С пяти бутылок чернил недолго и окочуриться, но не тогда, когда речь идет о таких испытанных бойцах, как Робертино и Димыч. И все же на Анькином сердце неспокойно — прежде всего, за Ирочку. Подойдя к запертой двери координатографного зала, она звонит условным звонком: два длинных, три коротких. За набранной из стеклоблоков стеной тишина. Не слышно ни чириканья координатографов, ни шагов, ни голосов. Уж не вымерли ли они, в самом деле? А ну-ка, снова: два длинных, три коротких… Ну?!
На сей раз запретная зона проявляет признаки жизни. Что-то с грохотом падает, затем слышно неразборчивое бормотание, весьма похожее на ругань, и, наконец, за стеклоблоками вырисовывается неясная тень. Обычно за этим следует вопрос «Кто?», и Анька набирает в грудь воздуху, чтобы ответить без задержки: второго шанса здесь не дают. Однако, вопреки ее ожиданиям, щелкает замок и дверь распахивается. На пороге — Димыч, собственной персоной. Значит, Мишка уже отрубился, и мастеру приходится самому исполнять обязанности стража врат.

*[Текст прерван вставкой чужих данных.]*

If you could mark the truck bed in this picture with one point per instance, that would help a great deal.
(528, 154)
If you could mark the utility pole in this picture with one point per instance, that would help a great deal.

Димыч упирает в Аньку стеклянный взгляд, моргает, и его красное лицо начинает медленно меняться. Такое впечатление, что лицевые мышцы инженера тоже очень сильно пьяны, ибо действуют вразброд, без какого-либо согласования. Поэтому проходит некоторое время, прежде чем Димычу удается составить выражение радостного изумления. Затем он икает и произносит тоном безгранично счастливого человека:
— Юленька! Юленька, это ты?! — Димыч сглатывает и, героическим усилием собрав в дееспособный коллектив мышцы челюсти, формирует на лице приветливую улыбку. — Это ты… Я так тебя ждал… И вот ты приехала… Заходи, родная… заходи…
— Димыч… — растерянно начинает Анька, но хозяин заповедника, не слушая, втягивает ее внутрь и захлопывает дверь.
— Заходи, заходи…
Как видно, потрясение от неожиданного визита неведомой Юленьки оказывается чрезмерным для Димычева сознания, и без того едва балансирующего на грани света и тьмы. Впустив Аньку-Юлю, хозяин координатографов минуту-другую стоит, уперев обе руки в стеклоблоки, а затем медленно сползает по стене на пол и затихает. Глаза Димыча закрыты, на губах застыла все та же счастливая улыбка.
«Боже, — думает Анька, — если этот так упился, то что же происходит с Ирочкой?»
Оставив Димыча отдыхать, она бежит во внутреннее помещение.
— Ах, да это никак сама госпожа Соболева! Какая приятная неожиданность! Чем мы обязаны столь же необъяснимой, сколь и желанной чести вашего высочайшего визита?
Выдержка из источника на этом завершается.